Neuroprotective therapies for glaucoma

Abstract

Glaucoma is the second leading cause for blindness worldwide. It is mainly caused by glaucomatous optic neuropathy (GON) characterized by retinal ganglion cell loss, which leads to visual field defect and blindness. Up to now, the main purpose of antiglaucomatous therapies has been to lower intraocular pressure (IOP) through surgeries and medications. However, it has been found that progressive GON is still present in some patients with effective IOP decrease. Therefore, risk factors other than IOP elevation, like neurotrophin deprivation and excitotoxicity, contribute to progressive GON. Novel approaches of neuroprotection may be more effective for preserving the function of the optic nerve.

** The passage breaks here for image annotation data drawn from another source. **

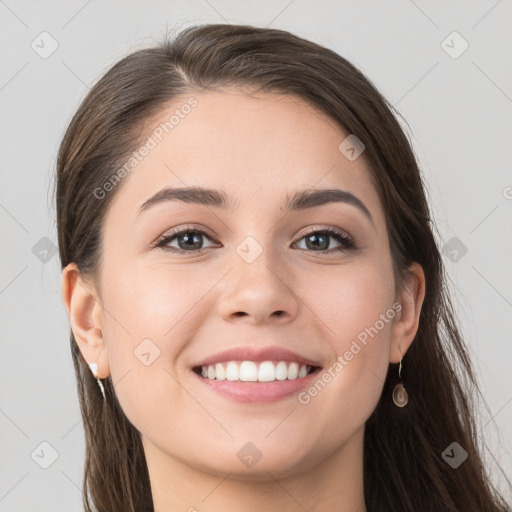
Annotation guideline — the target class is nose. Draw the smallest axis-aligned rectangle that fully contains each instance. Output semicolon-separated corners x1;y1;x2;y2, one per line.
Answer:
218;251;300;325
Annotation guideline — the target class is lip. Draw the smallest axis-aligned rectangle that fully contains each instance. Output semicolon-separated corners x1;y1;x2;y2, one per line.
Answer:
192;367;321;403
192;346;320;370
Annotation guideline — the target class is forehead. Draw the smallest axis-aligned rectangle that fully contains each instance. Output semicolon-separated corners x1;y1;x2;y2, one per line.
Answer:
106;88;378;222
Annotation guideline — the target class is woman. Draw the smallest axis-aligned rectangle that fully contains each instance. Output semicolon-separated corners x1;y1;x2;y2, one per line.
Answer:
56;24;506;512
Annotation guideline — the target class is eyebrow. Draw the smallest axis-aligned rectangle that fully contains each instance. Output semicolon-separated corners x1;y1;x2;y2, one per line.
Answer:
138;186;374;224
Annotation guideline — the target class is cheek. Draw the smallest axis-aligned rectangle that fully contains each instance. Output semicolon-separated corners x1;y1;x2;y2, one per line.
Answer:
301;260;396;420
99;264;218;433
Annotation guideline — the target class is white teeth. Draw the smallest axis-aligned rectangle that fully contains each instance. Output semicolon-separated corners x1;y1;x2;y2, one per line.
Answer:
201;361;313;382
239;361;258;382
214;363;226;380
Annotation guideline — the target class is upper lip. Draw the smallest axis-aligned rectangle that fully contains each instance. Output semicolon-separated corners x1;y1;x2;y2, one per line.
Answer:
193;346;320;368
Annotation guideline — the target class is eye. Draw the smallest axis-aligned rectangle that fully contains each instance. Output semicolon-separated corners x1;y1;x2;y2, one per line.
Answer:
155;228;220;254
292;227;355;253
154;227;356;254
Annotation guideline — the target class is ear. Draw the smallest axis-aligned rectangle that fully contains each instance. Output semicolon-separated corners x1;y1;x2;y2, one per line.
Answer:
389;262;425;363
61;263;110;379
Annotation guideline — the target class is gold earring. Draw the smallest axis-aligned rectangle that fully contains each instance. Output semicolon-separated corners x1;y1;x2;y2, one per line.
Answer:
89;363;106;400
393;358;409;407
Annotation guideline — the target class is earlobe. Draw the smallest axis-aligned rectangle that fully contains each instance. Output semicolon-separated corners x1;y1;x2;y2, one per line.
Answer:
61;263;109;378
389;262;425;363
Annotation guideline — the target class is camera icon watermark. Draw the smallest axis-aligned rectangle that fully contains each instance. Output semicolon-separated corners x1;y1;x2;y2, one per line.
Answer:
441;31;469;59
236;443;263;468
30;31;59;59
443;236;468;263
236;236;263;263
30;441;59;469
133;338;160;366
338;133;365;162
441;441;468;469
32;236;57;263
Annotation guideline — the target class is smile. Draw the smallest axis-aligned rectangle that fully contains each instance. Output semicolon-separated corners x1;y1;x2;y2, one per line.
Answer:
194;361;316;382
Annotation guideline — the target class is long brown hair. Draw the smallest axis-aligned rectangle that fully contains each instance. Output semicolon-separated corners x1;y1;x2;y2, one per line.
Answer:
56;24;507;512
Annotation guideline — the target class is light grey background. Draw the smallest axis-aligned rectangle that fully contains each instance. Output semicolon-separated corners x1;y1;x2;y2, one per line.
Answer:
0;0;512;512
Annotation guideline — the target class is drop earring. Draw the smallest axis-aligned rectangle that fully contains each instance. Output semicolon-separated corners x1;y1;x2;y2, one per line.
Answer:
393;357;409;407
89;363;106;400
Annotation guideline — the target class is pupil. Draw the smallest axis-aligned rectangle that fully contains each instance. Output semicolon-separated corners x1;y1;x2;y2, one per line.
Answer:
178;233;202;249
306;234;329;251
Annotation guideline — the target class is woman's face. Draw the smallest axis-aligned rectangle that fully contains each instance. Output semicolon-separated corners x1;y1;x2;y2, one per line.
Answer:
77;89;416;479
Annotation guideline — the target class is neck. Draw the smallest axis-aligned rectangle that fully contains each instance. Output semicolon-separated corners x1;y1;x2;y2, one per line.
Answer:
143;426;366;512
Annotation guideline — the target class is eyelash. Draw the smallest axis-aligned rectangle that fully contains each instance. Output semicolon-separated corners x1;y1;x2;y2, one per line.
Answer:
154;227;356;254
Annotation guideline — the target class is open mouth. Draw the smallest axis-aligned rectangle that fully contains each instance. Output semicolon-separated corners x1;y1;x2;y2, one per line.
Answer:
192;361;321;382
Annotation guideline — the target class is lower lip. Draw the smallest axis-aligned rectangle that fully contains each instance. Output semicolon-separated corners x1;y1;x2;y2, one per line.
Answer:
192;368;321;403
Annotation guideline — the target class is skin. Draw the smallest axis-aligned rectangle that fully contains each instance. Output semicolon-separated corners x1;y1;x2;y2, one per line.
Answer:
62;88;425;512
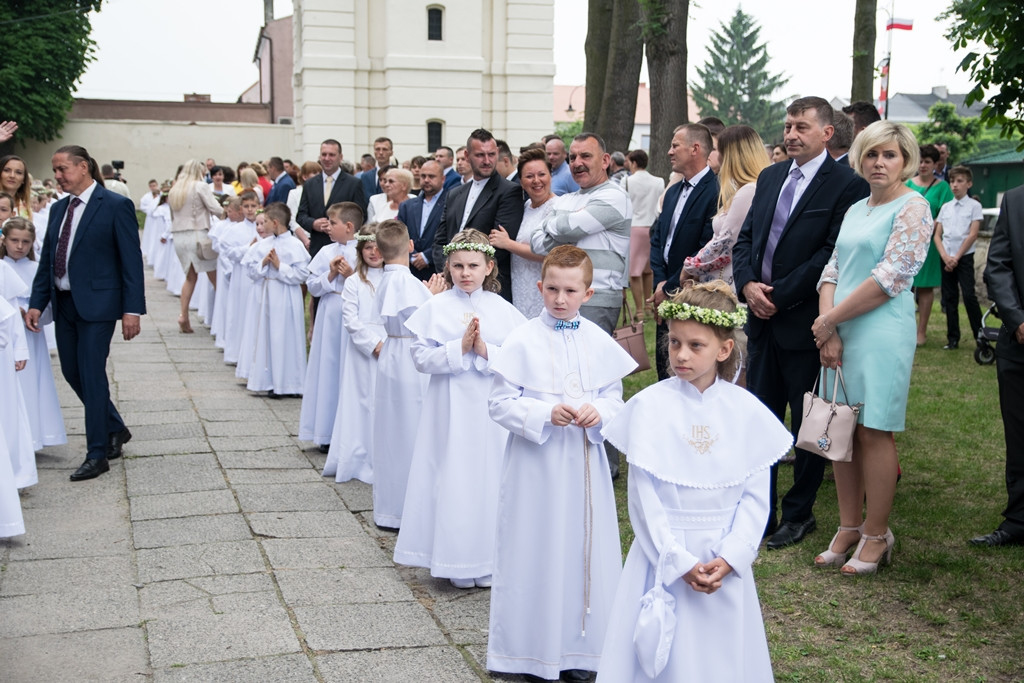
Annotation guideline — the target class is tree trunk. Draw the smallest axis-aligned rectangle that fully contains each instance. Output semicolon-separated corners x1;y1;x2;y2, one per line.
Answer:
587;0;643;154
583;0;614;131
640;0;690;178
850;0;879;102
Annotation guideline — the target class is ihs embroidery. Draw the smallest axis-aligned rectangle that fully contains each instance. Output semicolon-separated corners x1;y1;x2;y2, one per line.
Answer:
687;425;718;456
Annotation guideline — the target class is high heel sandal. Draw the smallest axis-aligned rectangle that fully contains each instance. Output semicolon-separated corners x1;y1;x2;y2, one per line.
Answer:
840;528;896;577
814;524;864;568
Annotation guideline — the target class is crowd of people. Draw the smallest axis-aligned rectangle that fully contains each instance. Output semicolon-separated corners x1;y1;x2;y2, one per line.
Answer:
0;92;1024;681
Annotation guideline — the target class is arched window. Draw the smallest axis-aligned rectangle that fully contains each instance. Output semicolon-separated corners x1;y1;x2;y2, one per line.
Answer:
427;121;444;152
427;7;444;40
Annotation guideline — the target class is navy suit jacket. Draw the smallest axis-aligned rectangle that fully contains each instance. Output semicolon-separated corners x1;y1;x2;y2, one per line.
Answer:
732;155;869;351
295;171;367;256
650;171;718;294
29;185;145;323
397;190;447;280
264;173;295;206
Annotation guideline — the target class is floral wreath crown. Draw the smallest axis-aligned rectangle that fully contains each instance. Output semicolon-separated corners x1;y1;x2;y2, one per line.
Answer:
444;242;495;258
657;301;746;328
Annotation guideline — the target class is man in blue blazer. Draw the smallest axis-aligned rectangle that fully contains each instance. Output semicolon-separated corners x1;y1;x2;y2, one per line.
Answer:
650;123;718;380
26;144;145;481
397;161;447;280
732;97;868;550
263;157;295;206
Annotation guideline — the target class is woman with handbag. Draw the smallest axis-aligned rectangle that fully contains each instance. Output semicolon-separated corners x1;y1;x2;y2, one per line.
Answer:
811;121;933;575
167;159;224;334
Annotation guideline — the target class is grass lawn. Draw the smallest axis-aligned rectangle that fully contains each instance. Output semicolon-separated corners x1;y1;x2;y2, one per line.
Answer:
615;301;1024;681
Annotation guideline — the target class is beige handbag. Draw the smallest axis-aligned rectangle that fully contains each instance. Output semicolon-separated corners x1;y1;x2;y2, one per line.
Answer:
797;368;863;463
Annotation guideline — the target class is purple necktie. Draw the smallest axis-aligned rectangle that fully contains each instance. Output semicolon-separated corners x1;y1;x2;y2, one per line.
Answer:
761;167;804;285
53;197;82;280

Keywords: glaucoma; glaucomatous optic neuropathy; neuroprotection; retinal ganglion cells.

Figure 1

Pathogenesis of glaucoma. Notes: Glaucoma is a blindness eye disease featured by cupping of optic nerve head, loss of neuroretinal rim and thinning of RNFL. Pathological elevation of IOP is a major risk factor for development of glaucoma. Abbreviations: RNFL, retinal nerve fiber layer; IOP, intraocular pressure.

Figure 2

Retrograde transport of BDNF and neurotrophic factor deprivation in glaucoma. Notes: At synapse, BDNF is synthesized in target neurons and transported to the postsynaptic site by vesicles. There BDNF molecules are secreted into synaptic clefts, diffuse to presynaptic sides, and bind to surface TrkB receptors. The BDNF–TrkB complexes are next internalized through endocytosis, and retrograde transported to the presynaptic neuron body. In glaucoma, the retrograde transport of BDNF is obstructed, which is termed neurotrophic factor deprivation. Abbreviations: BDNF, brain-derived neurotrophic factor; TrkB, tropomyosin receptor kinase B.

Figure 3

Excitotoxicity induced by excess glutamate. Notes: Extensive stimulation of NMDARs by glutamate leads to high level of Ca²⁺ to enter the cell, activating enzymes including phospholipases, endonucleases, and proteases. These enzymes may lead to apoptosis of the cell. Abbreviation: NMDAR, N-methyl-D-aspartic acid receptor.

Figure 4

Molecular mechanisms of apoptotic cell death. Notes: There are two major pathways, extrinsic and intrinsic, that are responsible for apoptotic cell death. The extrinsic pathway is initiated by binding between death ligand and death receptor, while the intrinsic pathway is initiated by efflux of cytochrome c from mitochondria. The activation of these two apoptotic pathways leads to activation of downstream effectors of apoptosis caspases 3, 6, and 7. Abbreviation: Smac, second mitochondria-derived activator of caspases.

Figure 5

Overactivation of microglia around optic nerve head. Notes: Overactivation of microglia leads to excessive production of toxic materials surrounding RGCs, including TNF-α and NO. The binding between TNF-α and TNFR initiates the extrinsic apoptotic pathway, while the interaction between NO and ROS results in production of OONO⁻ followed by cell death. Abbreviations: RGC, retinal ganglion cell; TNF-α, tumor necrosis factor alpha; TNFR, tumor necrosis factor receptor; NO, nitric oxide; ROS, reactive oxygen species.